Quarta-feira, 06 de Junho de 2018

Texto-pivô: A técnica de gravar vitrais com ácido está em extinção. Na cidade do Porto, existem apenas dois ateliês que o fazem. Fernando Martins é um dos artistas que tem prolongado esta arte.

 

 

 

 

Entrevistado 1: Chamo-me Fernando Martins. Tenho 68 anos e a minha profissão é gravador artístico em vidros.

 

É um trabalho ingrato porque nós à medida que estamos a fazer, não estamos a ver como ele fica, pois se o ácido não estiver a gravar como deve ser...

 

Primeiro, temos que fazer o desenho, corta-se o vidro, coloca-se o vidro sobre o desenho e começamos aí com pincel e tinta, claro com uma tinta especial, capaz de resistir ao ácido. Para gravar temos que colocar cera à volta para proteger o ácido e não sair fora.
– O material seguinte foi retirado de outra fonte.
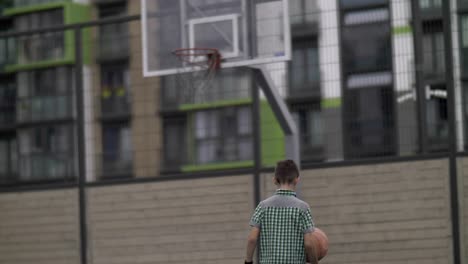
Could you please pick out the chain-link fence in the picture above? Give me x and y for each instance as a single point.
(367, 80)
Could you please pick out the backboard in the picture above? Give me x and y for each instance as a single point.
(246, 32)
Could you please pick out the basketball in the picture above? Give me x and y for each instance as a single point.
(320, 242)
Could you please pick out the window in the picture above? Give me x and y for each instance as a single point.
(464, 44)
(370, 123)
(117, 150)
(433, 50)
(115, 89)
(45, 94)
(113, 38)
(437, 117)
(304, 68)
(46, 153)
(40, 47)
(303, 12)
(7, 45)
(223, 135)
(425, 4)
(20, 3)
(361, 3)
(366, 41)
(8, 158)
(7, 102)
(309, 121)
(226, 84)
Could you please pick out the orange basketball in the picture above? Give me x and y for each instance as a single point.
(321, 243)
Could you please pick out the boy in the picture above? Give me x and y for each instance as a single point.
(283, 223)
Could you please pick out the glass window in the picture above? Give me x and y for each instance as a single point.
(46, 153)
(8, 158)
(7, 45)
(117, 150)
(115, 89)
(44, 94)
(44, 46)
(113, 38)
(305, 68)
(370, 123)
(424, 4)
(464, 43)
(437, 117)
(361, 3)
(433, 49)
(7, 102)
(366, 47)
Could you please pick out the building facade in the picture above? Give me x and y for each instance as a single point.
(101, 165)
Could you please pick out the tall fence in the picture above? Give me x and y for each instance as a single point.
(369, 82)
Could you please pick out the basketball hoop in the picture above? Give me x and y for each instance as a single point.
(197, 70)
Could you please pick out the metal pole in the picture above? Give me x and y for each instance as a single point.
(452, 131)
(256, 139)
(81, 144)
(418, 62)
(256, 144)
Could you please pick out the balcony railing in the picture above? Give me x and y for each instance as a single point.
(43, 108)
(23, 3)
(116, 165)
(41, 166)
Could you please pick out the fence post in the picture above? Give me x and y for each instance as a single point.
(80, 117)
(447, 22)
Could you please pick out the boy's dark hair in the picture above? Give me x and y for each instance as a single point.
(286, 171)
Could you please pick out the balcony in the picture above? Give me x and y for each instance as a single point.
(7, 105)
(113, 42)
(29, 3)
(44, 108)
(42, 166)
(116, 165)
(4, 5)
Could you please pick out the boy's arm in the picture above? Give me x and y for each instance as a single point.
(310, 248)
(252, 243)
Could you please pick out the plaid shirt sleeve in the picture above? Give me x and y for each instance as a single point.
(307, 224)
(256, 220)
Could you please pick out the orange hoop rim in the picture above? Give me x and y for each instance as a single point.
(211, 57)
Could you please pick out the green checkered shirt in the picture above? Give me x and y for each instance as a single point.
(283, 220)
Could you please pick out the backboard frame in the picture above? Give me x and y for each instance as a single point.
(285, 57)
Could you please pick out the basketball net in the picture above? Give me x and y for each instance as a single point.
(196, 73)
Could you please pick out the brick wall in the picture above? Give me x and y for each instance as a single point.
(39, 227)
(191, 221)
(378, 214)
(463, 189)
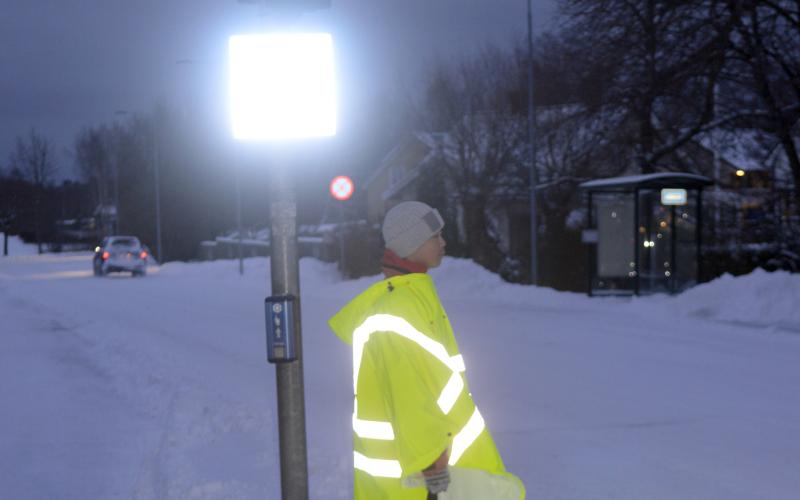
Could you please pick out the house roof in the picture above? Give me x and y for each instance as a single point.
(651, 181)
(428, 139)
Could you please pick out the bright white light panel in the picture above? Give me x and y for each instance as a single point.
(282, 86)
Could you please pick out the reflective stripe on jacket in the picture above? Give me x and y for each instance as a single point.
(411, 399)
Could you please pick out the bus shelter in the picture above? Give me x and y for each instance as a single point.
(644, 233)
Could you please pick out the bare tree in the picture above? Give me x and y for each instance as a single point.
(763, 76)
(93, 159)
(661, 63)
(33, 158)
(481, 151)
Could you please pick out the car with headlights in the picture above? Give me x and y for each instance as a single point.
(120, 254)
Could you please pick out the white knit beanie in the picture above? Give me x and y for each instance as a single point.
(409, 225)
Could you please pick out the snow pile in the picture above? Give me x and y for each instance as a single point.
(17, 247)
(760, 298)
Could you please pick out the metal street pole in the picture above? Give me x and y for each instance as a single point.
(285, 273)
(239, 219)
(156, 176)
(534, 175)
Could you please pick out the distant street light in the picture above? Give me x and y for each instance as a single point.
(118, 113)
(282, 88)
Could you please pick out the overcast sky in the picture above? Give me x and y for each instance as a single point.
(67, 64)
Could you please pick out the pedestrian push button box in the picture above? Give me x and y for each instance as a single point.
(279, 312)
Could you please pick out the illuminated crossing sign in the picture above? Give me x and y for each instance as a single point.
(673, 197)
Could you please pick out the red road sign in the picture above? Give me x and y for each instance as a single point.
(342, 188)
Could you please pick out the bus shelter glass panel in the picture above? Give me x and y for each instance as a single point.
(685, 274)
(615, 261)
(667, 241)
(654, 239)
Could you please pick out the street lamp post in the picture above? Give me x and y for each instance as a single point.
(157, 182)
(282, 90)
(534, 175)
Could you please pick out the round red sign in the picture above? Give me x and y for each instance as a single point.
(342, 188)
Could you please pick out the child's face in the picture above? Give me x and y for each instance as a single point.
(430, 254)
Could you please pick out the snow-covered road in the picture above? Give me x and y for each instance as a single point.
(158, 387)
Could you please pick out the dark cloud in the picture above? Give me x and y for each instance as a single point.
(67, 64)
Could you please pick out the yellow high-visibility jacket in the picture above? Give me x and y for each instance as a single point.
(411, 399)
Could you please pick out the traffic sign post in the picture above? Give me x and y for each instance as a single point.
(342, 189)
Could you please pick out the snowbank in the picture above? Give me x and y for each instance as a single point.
(17, 247)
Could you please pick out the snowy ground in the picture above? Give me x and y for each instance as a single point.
(158, 387)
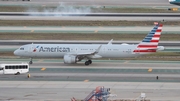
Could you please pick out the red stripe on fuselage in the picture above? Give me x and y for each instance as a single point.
(154, 40)
(156, 35)
(158, 30)
(153, 50)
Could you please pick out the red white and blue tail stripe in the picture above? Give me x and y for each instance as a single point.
(150, 42)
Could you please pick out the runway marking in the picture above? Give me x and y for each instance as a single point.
(43, 69)
(86, 80)
(95, 31)
(150, 70)
(32, 31)
(126, 62)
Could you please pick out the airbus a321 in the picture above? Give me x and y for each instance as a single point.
(73, 53)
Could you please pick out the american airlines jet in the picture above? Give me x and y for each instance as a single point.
(73, 53)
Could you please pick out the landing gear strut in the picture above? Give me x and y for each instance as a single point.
(30, 62)
(88, 62)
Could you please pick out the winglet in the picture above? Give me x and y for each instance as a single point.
(98, 49)
(110, 42)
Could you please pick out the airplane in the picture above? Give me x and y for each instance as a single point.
(175, 2)
(73, 53)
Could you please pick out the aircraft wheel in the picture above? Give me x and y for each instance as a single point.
(30, 62)
(90, 61)
(87, 63)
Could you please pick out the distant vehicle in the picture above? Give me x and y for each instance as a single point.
(15, 69)
(73, 53)
(175, 2)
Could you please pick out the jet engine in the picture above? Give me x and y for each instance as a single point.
(70, 59)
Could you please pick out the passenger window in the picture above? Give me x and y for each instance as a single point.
(21, 48)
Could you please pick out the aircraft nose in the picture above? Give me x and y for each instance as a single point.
(16, 52)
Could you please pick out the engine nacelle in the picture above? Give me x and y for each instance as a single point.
(70, 59)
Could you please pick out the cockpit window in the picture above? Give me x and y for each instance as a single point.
(21, 48)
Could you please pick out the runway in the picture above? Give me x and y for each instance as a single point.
(100, 70)
(137, 3)
(88, 29)
(127, 79)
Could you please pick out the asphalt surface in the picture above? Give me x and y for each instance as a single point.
(15, 43)
(100, 70)
(137, 3)
(82, 18)
(81, 29)
(60, 82)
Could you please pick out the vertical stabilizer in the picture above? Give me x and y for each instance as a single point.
(151, 41)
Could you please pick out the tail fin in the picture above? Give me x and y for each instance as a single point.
(151, 41)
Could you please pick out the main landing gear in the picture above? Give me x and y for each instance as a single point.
(88, 62)
(30, 62)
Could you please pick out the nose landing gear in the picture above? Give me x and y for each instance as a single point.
(30, 62)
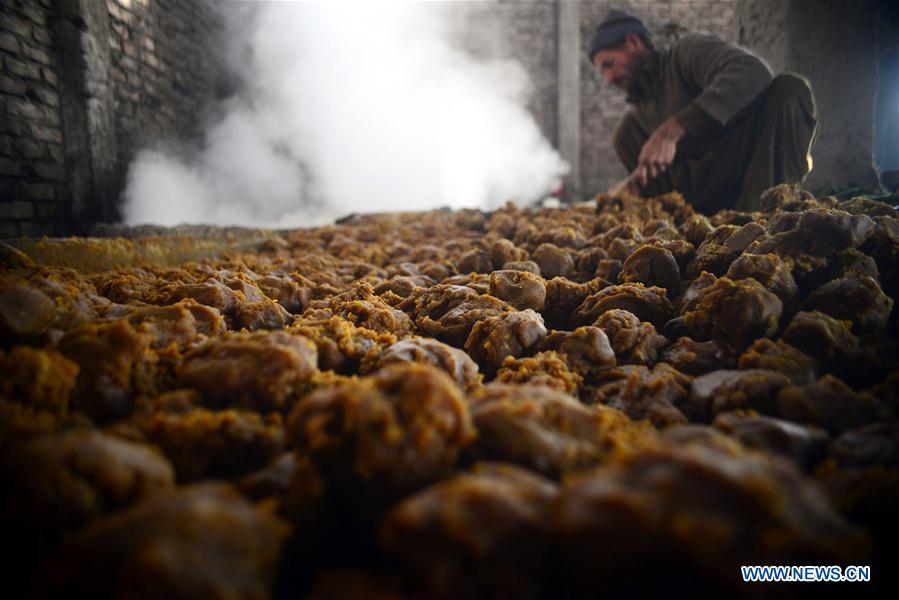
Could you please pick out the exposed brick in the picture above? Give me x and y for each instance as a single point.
(50, 76)
(9, 42)
(30, 149)
(50, 171)
(8, 230)
(39, 191)
(46, 95)
(46, 133)
(27, 229)
(48, 210)
(36, 15)
(23, 108)
(17, 25)
(36, 54)
(42, 36)
(10, 168)
(11, 85)
(16, 210)
(22, 68)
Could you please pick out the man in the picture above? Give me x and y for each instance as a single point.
(707, 120)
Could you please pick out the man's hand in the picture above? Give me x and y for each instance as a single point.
(658, 152)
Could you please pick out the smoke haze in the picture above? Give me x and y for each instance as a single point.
(350, 107)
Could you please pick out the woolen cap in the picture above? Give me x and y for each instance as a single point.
(614, 29)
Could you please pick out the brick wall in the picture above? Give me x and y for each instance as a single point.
(33, 197)
(164, 68)
(156, 58)
(602, 105)
(523, 31)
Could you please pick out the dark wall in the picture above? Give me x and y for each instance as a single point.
(33, 196)
(85, 84)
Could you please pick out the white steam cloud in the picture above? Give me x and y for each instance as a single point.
(351, 107)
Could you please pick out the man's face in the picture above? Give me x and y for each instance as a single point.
(621, 66)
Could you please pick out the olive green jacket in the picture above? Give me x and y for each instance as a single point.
(701, 80)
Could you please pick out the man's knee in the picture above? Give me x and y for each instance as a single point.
(628, 139)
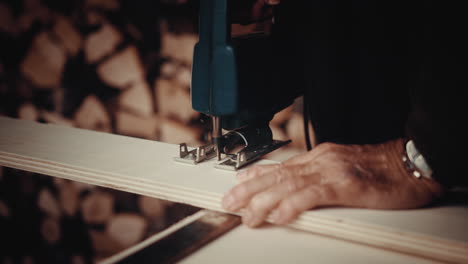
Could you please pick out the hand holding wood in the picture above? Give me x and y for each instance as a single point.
(365, 176)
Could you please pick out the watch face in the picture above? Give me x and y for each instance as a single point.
(417, 160)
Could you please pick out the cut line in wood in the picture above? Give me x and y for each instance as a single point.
(147, 167)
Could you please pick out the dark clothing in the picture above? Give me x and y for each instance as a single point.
(376, 71)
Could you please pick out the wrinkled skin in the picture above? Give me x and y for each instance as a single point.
(365, 176)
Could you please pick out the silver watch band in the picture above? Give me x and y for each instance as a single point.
(415, 161)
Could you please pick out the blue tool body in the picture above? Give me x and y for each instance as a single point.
(214, 76)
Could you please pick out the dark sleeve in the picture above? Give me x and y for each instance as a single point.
(438, 119)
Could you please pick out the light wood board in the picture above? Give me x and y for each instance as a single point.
(147, 167)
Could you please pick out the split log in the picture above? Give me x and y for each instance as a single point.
(47, 203)
(122, 69)
(103, 244)
(133, 125)
(154, 209)
(44, 62)
(69, 198)
(93, 115)
(137, 99)
(295, 131)
(50, 230)
(97, 207)
(177, 46)
(282, 117)
(168, 69)
(103, 4)
(28, 111)
(126, 229)
(175, 132)
(184, 77)
(56, 118)
(101, 43)
(4, 210)
(156, 174)
(68, 35)
(94, 18)
(173, 101)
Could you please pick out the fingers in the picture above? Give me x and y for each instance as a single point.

E depois vamos introduzir o ácido para gravar. Chegamos ao final e temos um desenho todo tapado por tinta e depois lavamos o trabalho com gasolina e está feito.

 

São sempre trabalhos demorados, mas quantificar o tempo não é fácil.

 

Hoje estou reduzido a mim, só estou eu a trabalhar. Já cheguei a ter sete empregados. É pena, é pena… É uma arte que está em extinção, em absoluta extinção. Se tivesse que pagar o aluguer da loja, já me tinha reformado há muito tempo.

 

Mas é um bichinho difícil de explicar. Eu hoje não sou pessoa de chegar a casa, jantar e de sentar-me no sofá a ver televisão. Eu tenho que vir para o meu atelier.